The Declaration of Independence enshrines "the pursuit of happiness" as our inalienable right. But what is happiness? Who is happy? And how does one pursue it? A recent issue of Time
explored recent "happiness research" that may provide some answers.
Imagine a "happiness-misery index" calibrated from minus five (despair) up to plus five (bliss). Modern psychology has been preoccupied with misery—that dark realm of mental illness. Historically, psychotherapists’ goal has been to move miserable people up the misery index towards zero. In the process, they have relieved oceans of human suffering.
Until recently, few serious psychologists focused on the happiness-misery index north of zero. What makes the human heart sing? A new “positive psychology” is exploring happiness—optimism, positive emotions, healthy character traits, our experience of well-being...fun! Happiness research recalls some old lyrics: "You’ve got to accentuate the positive, eliminate the negative, don’t mess with Mr. In-between".
Happiness researchers learned that neither wealth nor income raises our sense of satisfaction with life, once basic needs are met. Nor does education or a high IQ. Virtues of the head—curiosity and love of learning—are less tied to happiness than virtues of the heart—kindness, gratitude, and capacity for love. Youth isn't a factor either. Older persons are more consistently satisfied and less prone to dark moods. Married persons are more content than singles. Some 900 Texas women reported their happiest activities, in order of importance, to be: sex, socializing, relaxing, praying and eating.
No one maintains a constant state of bliss. The happiest of us are down at least 10% of the time; the miserable are elevated about the same amount. Even the happiest are brought low for extended periods of time by loss of spouse or loss of job. The sources of one's capacity for happiness seem to be roughly 50% genetic and 50% the cumulative effect of "slings and arrows" i.e. life experience.

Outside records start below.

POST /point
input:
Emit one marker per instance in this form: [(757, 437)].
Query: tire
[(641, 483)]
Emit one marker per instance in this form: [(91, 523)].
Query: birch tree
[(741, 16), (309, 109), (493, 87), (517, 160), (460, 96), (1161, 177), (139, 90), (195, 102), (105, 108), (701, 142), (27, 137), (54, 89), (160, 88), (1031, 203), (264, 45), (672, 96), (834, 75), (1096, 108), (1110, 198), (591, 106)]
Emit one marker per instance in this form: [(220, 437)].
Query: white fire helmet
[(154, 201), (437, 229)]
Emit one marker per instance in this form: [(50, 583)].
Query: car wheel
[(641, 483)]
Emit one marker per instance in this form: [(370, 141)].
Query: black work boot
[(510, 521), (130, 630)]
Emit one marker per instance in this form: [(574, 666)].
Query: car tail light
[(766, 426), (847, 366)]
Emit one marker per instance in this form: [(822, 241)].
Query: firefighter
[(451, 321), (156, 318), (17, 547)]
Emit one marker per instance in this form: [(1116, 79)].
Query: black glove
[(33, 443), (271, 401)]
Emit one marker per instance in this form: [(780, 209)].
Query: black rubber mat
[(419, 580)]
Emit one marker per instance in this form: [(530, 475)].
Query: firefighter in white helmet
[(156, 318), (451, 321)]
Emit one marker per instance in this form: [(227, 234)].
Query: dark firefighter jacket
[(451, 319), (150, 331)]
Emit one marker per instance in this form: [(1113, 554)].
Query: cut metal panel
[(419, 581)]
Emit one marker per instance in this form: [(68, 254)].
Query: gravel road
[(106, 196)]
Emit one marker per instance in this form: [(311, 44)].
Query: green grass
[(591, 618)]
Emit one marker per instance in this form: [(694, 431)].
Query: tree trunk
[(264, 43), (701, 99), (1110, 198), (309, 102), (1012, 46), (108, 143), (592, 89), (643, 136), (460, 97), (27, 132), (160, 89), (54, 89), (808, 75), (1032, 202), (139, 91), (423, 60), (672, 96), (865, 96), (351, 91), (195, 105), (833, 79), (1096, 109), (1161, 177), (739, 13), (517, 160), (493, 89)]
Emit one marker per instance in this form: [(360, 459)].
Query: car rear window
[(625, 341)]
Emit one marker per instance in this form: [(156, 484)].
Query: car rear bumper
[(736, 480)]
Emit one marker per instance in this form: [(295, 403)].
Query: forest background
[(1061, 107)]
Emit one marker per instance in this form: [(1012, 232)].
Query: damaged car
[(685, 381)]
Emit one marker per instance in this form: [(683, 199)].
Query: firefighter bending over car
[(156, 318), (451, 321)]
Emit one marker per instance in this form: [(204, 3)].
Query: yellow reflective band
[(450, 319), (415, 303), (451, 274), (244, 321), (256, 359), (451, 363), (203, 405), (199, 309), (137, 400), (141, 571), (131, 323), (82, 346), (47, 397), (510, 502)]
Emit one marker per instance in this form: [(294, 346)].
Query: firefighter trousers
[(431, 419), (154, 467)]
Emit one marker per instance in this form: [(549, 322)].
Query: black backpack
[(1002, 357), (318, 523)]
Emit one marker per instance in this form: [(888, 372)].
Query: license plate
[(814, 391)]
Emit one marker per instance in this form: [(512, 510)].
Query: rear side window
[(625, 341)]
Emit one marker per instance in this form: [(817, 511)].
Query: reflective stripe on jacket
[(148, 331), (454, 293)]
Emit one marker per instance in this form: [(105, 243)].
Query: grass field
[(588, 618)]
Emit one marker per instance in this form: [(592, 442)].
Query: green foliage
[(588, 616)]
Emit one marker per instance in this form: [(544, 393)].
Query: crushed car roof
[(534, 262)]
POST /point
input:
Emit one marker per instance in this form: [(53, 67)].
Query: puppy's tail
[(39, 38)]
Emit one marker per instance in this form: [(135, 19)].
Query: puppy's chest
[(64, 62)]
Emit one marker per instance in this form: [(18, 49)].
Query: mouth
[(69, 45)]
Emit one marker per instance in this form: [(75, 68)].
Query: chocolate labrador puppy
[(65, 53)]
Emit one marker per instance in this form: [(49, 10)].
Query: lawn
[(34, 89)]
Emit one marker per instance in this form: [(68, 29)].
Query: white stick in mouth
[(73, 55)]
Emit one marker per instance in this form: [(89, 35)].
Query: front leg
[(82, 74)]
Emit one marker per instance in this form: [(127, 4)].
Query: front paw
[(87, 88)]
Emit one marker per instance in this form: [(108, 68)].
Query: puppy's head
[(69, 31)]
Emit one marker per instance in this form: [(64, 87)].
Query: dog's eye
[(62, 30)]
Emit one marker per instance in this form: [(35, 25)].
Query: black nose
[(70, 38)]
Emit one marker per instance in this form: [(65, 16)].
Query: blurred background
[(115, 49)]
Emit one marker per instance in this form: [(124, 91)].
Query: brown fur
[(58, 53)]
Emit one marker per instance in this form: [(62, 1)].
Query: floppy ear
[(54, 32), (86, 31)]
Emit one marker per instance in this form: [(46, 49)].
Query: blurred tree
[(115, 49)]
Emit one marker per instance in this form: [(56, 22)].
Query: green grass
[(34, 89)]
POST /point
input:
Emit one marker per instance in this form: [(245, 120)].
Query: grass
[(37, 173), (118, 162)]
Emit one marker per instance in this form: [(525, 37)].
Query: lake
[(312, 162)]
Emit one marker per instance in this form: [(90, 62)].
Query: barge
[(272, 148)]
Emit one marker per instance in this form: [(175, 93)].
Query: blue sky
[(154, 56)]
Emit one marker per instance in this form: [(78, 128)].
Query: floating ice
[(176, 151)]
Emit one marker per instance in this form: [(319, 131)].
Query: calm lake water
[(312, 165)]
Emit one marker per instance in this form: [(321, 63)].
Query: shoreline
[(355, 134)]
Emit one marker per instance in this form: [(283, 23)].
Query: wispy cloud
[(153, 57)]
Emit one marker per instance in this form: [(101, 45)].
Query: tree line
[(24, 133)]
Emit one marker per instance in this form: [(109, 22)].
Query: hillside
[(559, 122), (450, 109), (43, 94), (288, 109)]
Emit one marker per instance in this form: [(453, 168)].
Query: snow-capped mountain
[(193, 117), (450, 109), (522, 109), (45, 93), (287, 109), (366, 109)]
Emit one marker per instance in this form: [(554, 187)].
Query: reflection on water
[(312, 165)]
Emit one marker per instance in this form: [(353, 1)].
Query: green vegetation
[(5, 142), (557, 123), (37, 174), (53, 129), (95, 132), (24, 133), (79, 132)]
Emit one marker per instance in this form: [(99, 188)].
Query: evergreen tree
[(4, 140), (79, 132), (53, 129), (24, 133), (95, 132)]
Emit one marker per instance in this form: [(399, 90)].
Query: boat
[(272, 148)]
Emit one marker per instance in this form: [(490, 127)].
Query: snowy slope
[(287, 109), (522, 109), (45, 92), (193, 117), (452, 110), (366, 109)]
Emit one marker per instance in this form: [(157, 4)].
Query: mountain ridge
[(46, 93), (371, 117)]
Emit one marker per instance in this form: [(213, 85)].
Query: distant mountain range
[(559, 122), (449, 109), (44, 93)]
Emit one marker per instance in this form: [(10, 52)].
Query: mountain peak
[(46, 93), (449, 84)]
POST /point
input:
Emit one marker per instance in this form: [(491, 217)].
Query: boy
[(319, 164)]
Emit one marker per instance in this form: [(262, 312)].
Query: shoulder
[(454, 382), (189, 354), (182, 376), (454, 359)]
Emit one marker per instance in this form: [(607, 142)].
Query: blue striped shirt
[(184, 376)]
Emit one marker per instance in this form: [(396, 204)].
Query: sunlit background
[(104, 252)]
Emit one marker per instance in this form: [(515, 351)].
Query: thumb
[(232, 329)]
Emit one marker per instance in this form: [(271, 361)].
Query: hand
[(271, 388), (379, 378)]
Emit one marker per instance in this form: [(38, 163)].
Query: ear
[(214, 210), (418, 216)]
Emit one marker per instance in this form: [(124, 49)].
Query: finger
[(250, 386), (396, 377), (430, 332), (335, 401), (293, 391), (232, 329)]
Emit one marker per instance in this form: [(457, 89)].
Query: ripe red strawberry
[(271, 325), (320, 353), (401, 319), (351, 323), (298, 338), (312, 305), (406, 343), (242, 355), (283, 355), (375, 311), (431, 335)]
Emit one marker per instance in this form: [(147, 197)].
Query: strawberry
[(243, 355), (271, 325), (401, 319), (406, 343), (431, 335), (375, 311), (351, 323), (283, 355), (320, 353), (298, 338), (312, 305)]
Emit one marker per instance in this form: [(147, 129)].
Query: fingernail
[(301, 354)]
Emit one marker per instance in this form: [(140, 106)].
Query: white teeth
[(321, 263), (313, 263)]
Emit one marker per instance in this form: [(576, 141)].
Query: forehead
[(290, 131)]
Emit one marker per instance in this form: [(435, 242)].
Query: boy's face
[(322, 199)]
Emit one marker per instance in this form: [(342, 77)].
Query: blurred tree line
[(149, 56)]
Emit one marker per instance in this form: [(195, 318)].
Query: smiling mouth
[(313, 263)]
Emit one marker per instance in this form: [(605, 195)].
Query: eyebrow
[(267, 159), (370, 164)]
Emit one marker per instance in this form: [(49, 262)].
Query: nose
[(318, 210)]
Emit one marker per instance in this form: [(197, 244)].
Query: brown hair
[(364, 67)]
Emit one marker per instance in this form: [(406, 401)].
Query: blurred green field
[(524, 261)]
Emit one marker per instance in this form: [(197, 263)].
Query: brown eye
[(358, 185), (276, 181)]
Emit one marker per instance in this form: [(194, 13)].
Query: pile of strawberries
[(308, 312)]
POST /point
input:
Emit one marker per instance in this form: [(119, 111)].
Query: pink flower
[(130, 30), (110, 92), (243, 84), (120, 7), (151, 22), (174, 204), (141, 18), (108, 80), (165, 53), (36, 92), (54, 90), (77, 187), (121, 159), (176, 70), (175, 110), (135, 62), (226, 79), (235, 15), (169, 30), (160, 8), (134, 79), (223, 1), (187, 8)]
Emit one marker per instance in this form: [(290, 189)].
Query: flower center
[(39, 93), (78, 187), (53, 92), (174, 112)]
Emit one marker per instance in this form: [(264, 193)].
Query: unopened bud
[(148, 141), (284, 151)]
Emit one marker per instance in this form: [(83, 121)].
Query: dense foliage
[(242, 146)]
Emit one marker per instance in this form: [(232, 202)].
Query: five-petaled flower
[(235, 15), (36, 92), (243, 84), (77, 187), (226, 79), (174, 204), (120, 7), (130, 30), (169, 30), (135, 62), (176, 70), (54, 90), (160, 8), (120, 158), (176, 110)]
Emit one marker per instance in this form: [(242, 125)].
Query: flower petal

As one moves upscale on the happiness-misery index, physical well-being improves. Neurophysiologists confirm a correlation between happiness and the development of antibodies, resistance to heart disease, diabetes and upper respiratory infections. It's correspondingly unhealthy downscale. Those who are anxious and depressed are more susceptible to disease.
Laughter—"evolution's whooppee cushion"—exercises the heart and elevates our mood. Men are the leading laugh getters; women are the leading laughers.
Despite a huge growth in affluence since WWII, American levels of happiness have remained essentially flat. But clinical depression is three to ten times as prevalent today as two generations ago. One in fifteen Americans experience an episode of major depression e.g. can't get out of bed. Any suggested correlation between affluence and happiness is thus suspect.
Of course being poor can cause depression, but we know that. One researcher concludes that after income exceeds $50,000 annually, happiness and affluence decouple. Further income increases don't drive up the happiness index. The Forbes 400 wealthiest are only slightly happier than the public at large. Moreover, as Americans move up the economic ladder, they almost immediately stop feeling grateful for their elevated circumstances and focus on what they still don't have. Whatever their income level, Americans believe they need more to live well. Those who anticipate they'll get still more seem even happier.
A psychologist father-son team administered a "subjective well-being" questionnaire to members of many cultures around the world, with some surprising results. Latin Americans (along with Americans) are among the happiest, while East Asians (Japan, China, South Korea) are among the least happy, with somber Lithuanians and Russians at the bottom.
British Economist Sir Richard Layard2
praises the American Declaration of Independence. Public policy should, says Sir Richard, be judged by how government increases human happiness and alleviates human misery. Layard credits focus on public happiness with much of the social progress accomplished over the last two centuries. Building stable and happy families, communities and workplaces deserve to be very high public priorities.
Psychologist Martin Seligman, a founder of positive psychology, became interested in happiness research because he had nothing further to offer clients who neared zero on the happiness-misery index. I felt a similar frustration as a mediator: once the family wealth dispute was resolved, then what? How does a once-contentious family refocus on family happiness so long obscured by their wranglings?
Is this new approach to happiness just another smiley-face pop psychology? Or are the positive psychologists on to something? One thing is sure: all of us want to become happy and stay happy. Some very prominent psychologists — who understand the human psyche best — are trying to help us do just that. Let’s listen to what they have to say. Stay tuned.
[ 1 ] Time Magazine, January 17, 2005, pp. A1-A68.
[ 2 ] Layard, Richard, Happiness, (Penguin Press 2005).